According to clearing house data, foreign funds net sold ₹54.3B (~$600M) of index-linked bonds — the sharpest outflow since late May.
🔹 Why It Matters
Foreign ownership of Indian bonds remains below 3.5%, a level policymakers are keen to increase as government borrowing stays elevated and domestic banks shift capital toward rising credit demand.

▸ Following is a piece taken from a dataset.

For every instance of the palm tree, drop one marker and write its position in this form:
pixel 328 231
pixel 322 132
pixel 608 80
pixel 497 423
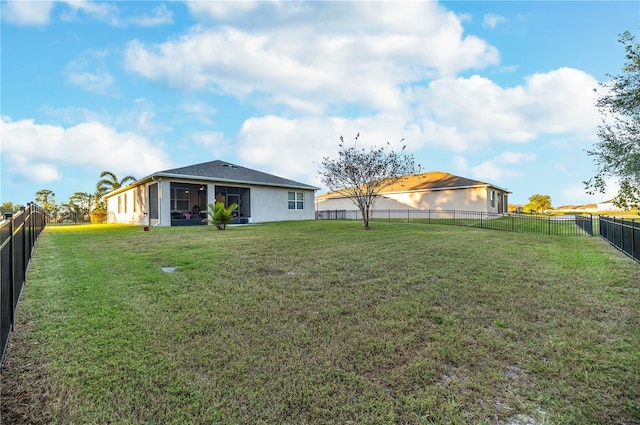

Stable foreign inflows also help support the INR and strengthen India’s position in global bond indices.
🔹 By the Numbers
- Net sales included:
- ₹27B of the 2053 maturity
- ₹14.8B of the 2027 maturity
- Overall foreign holdings of index-linked bonds slipped 17 bps to 6.85%
- The 10-year government bond yield jumped 10 bps, its biggest weekly rise in four months
🔹 Why Funds Remain Constructive
Despite the pullback, major asset managers remain bullish on India’s bond market:
- Western Asset cited potential U.S.–India trade progress and Bloomberg Global Aggregate Index inclusion as future flow catalysts
- Invesco said cheaper bond valuations and a weaker rupee improve return prospects, adding that trade developments could boost performance
🔹 What to Watch Next
Investors are now focused on:
- RBI bond purchases
- India’s next fiscal-year borrowing target
The near-term tone may be cautious, but global funds continue to view Indian local-currency bonds as a structural opportunity, not a tactical exit.